Go to an event headlined by Eric Adams and you might hear this line: “When COVID hit our shores others fled, I led.”
That’s a main message of his campaign — he is the seasoned politician committed to the five boroughs.
“The reality is Eric Adams has run a disciplined, smart, grassroots, ordinary campaign,” the candidate said earlier this month, referring to himself in the third person.
We examined his official schedule from Brooklyn Borough Hall for all of 2020 — hundreds of pages of meetings and events, before and after COVID-19 hit New York City. NY1 found the borough president, according to that official government schedule, met with campaign donors or attended their companies' functions at least a dozen times last year, sometimes meeting in person, sometimes virtually or on the phone.
It’s unclear how much the borough president was mixing politics with his official duties.
For instance, in December 2019 the head of Sussman Education donated to Adams’s mayoral campaign. A few months later, Adams welcomes the company into borough hall to show its latest product. He livestreams a demonstration on his twitter page, promoting the company. The quality of the video was quite poor.
“You’re saying right here you have a library for the children that’s online where they can look at the books, over 6,000 books that they can look at?” Adams prompts the Sussman official.
“Yes,” he replies.
The borough president responds: “That’s amazing.”
The company’s president told NY1 the donation was small and in no way meant it received preferential treatment from the borough president. He added he has known and worked with Adams for years.

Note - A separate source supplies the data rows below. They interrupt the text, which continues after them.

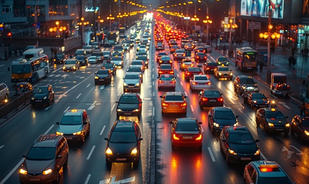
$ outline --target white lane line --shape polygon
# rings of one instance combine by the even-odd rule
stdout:
[[[70,109],[70,108],[71,107],[71,106],[69,106],[67,108],[67,109],[66,109],[65,110],[64,110],[64,111],[63,111],[63,113],[67,111],[67,110],[69,110],[69,109]]]
[[[215,159],[215,157],[214,156],[214,154],[212,154],[212,151],[211,151],[211,148],[210,148],[210,147],[207,147],[207,148],[208,149],[208,151],[209,151],[209,154],[210,154],[211,160],[212,160],[212,161],[213,162],[215,162],[216,160]]]
[[[194,112],[194,109],[193,108],[193,106],[191,105],[190,108],[191,108],[191,110],[192,110],[192,112]]]
[[[18,162],[17,165],[16,165],[14,167],[14,168],[13,168],[13,169],[12,169],[12,170],[9,173],[8,173],[7,175],[6,175],[6,176],[5,176],[5,177],[3,178],[3,180],[2,180],[2,181],[0,182],[0,184],[3,184],[6,181],[6,180],[7,180],[7,179],[8,179],[8,178],[11,177],[11,176],[15,172],[15,171],[16,171],[16,169],[17,169],[17,168],[19,167],[19,166],[21,165],[21,163],[23,163],[23,161],[24,159],[23,158],[21,159],[21,160],[19,161],[19,162]]]
[[[102,136],[102,135],[103,134],[103,132],[104,131],[104,130],[105,129],[106,127],[106,125],[104,125],[104,126],[103,127],[103,128],[102,129],[101,132],[100,132],[100,136]]]
[[[90,152],[89,153],[89,154],[88,155],[87,158],[86,158],[86,160],[89,160],[89,159],[90,158],[90,156],[91,156],[91,154],[92,154],[92,152],[93,152],[93,149],[94,149],[95,147],[95,146],[92,147],[92,148],[91,148],[91,150],[90,150]]]
[[[48,128],[48,129],[46,131],[46,132],[45,132],[44,133],[44,134],[43,135],[46,135],[48,133],[48,132],[49,132],[49,131],[50,131],[50,130],[51,130],[52,128],[53,128],[53,127],[54,127],[54,126],[55,126],[54,125],[52,125],[50,126],[50,127],[49,127],[49,128]]]
[[[287,105],[285,105],[285,104],[283,104],[283,105],[282,105],[282,106],[283,106],[285,107],[285,108],[286,108],[286,109],[289,109],[289,110],[291,110],[291,108],[290,108],[289,107],[289,106],[287,106]]]
[[[87,177],[87,178],[86,179],[86,181],[85,181],[85,184],[88,184],[88,182],[89,182],[89,180],[90,179],[91,176],[91,175],[90,175],[90,174],[88,175],[88,176]]]
[[[79,94],[78,95],[77,95],[77,97],[76,97],[76,99],[77,99],[77,98],[78,98],[78,97],[79,97],[79,96],[80,96],[80,95],[81,95],[81,93],[79,93]]]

Several months later, Adams has a meeting with a lawyer on Zoom. Later in 2020, that lawyer, John Giardino, donated $2,000 to the Adams campaign. Reached by phone, Giardino told NY1 he had contacted the borough president because he wanted to support his mayoral campaign and offer to help any way he could. The borough president’s spokesperson told us the meeting was regarding identifying “ways to advance the BP’s reform vision.”
The review of Adams’s 2020 schedule also makes it clear: Adams welcomed real estate executives and interests into borough hall — some of whom also gave him campaign cash. In October, he held an event with the head of real estate powerhouse SL Green. Several months later, the executive’s wife and several employees donated thousands of dollars to Adams.
Adams’s spokesperson said the borough president never solicits donations at government meetings, and does not conduct fundraising calls from borough hall. He said he also abides by all conflicts of interest rules. In a statement, a spokesperson said: “The borough president interacts with thousands of constituents and organizations annually in his role as Brooklyn Borough President and abides by all campaign finance board rules, guidelines, and policies to ensure no conflicts of interest arise.”
Donations and politics aside, for much of 2020, Adams was handing out masks and meals across the borough — in crisis mode in the midst of COVID-19.
He even lived in Borough Hall off and on for six months.
During lockdown, his official public schedule gets more sparse.
But he was regularly posting videos online — some of them were on somewhat unorthodox subjects for a mayoral candidate, like sleeping or making smoothies.
Adams’s team said the borough president wants all New Yorkers to have healthier habits and lifestyles. As for his own lifestyle – and calendar – Adams would like to bring them both to Gracie Mansion next year.